On this field on April 21, 1836 the Army of Texas commanded by General Sam Houston and accompanied by the [Texas]Secretary of War, Thomas J. Rusk, attacked the larger invading army of Mexicans under general Santa Anna. The battle line from left to right was formed by Sidney Sherman’s regiment, Edward Burleson’s Regiment, the artillery command by George W. Hockley, Henry Millard’s infantry and the cavalry under Mirabeau B. Lamar. Sam Houston led the infantry charge.
With the battle cry, “Remember the Alamo! Remember Goliad” the Texans charged. The enemy, taken by surprise, rallied for a few minutes then fled in disorder. The Texans had asked no quarter and gave none. The slaughter was appalling, victory complete, and Texas free! On the following day General Antonio Lopez de Santa Anna, self-styled “Napoleon of the West” received from a generous foe the mercy he had denied Travis at the Alamo and Fannin at Goliad.
Citizens of Texas and immigrant soldiers in the Army of Texas at San Jacinto were natives of Alabama, Arkansas, Connecticut, Georgia, Illinois, Indiana, Kentucky, Louisiana, Maine, Maryland, Massachusetts, Michigan, Mississippi, Missouri, New Hampshire, New York, North Carolina, Ohio, Pennsylvania, Rhode Island, South Carolina, Tennessee, Vermont, Virgina, Austria, Canada, England, France, Germany, Ireland, Italy, Mexico, Poland, Portugal and Scotland.
Measured by its results, San Jacinto was one of the most decisive battles of the world. The freedom of Texas from Mexico won here led to annexation and to the Mexican War, resulting in the acquisition by the United States of the states of Texas, New Mexico, Arizona, Nevada, California, Utah and parts of Colorado, Wyoming, Kansas and Oklahoma almost one-third of the present area of the American nation, nearly a million square miles of territory, changed sovereignty.

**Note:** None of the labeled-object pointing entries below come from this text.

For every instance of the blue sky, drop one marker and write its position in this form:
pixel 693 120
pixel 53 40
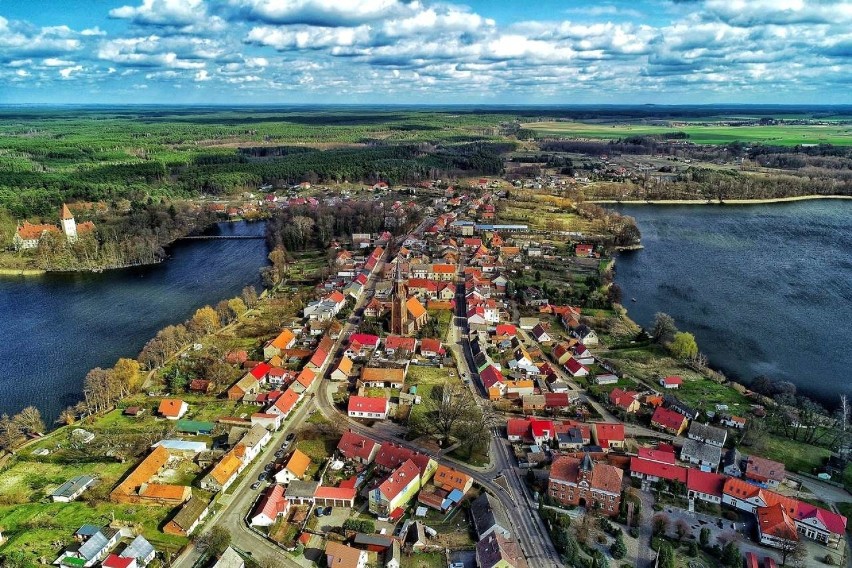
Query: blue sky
pixel 401 51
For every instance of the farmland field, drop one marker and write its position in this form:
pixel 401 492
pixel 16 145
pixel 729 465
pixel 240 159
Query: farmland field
pixel 838 133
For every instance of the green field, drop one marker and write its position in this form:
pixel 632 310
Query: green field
pixel 783 135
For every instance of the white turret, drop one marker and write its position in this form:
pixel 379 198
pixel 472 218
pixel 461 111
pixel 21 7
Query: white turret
pixel 69 226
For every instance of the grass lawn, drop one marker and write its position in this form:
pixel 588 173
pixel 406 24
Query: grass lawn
pixel 33 527
pixel 424 560
pixel 795 456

The Mexicans had camped on the eastern shore of a peninsula near a source of water and just south of a ferry that could get them to the northern bank. The Texans had camped on the western shore of the same peninsula, near their source of water and with access to the ferry in case they had to escape again. Other than the element of surprise – and even that was relative – the only reason for their victory was a bravery fueled by a burning hatred for the enemy and a well founded fear of the consequences of defeat. As fortuitous as the victory was the capture of Santa Anna was more so since if he had been able to escape no doubt he would have reformed his army and defeated the Texans at some other engagement. As it was Texas was able to survive until annexation because of revolutions in the Yucatan and Cohilla, the latter – along with the Commanches of the Nueces strip, forming a geographic buffer for the Texans.
Make no mistake the Revolution of 1835 – 36 was justified. It was pursued with gallantry, bravery, elan and good fortune. Its victory created a nation that not even annexation could subsume that still exists in the hearts of its people today. San Jacinto is a grand monument to this and so much else.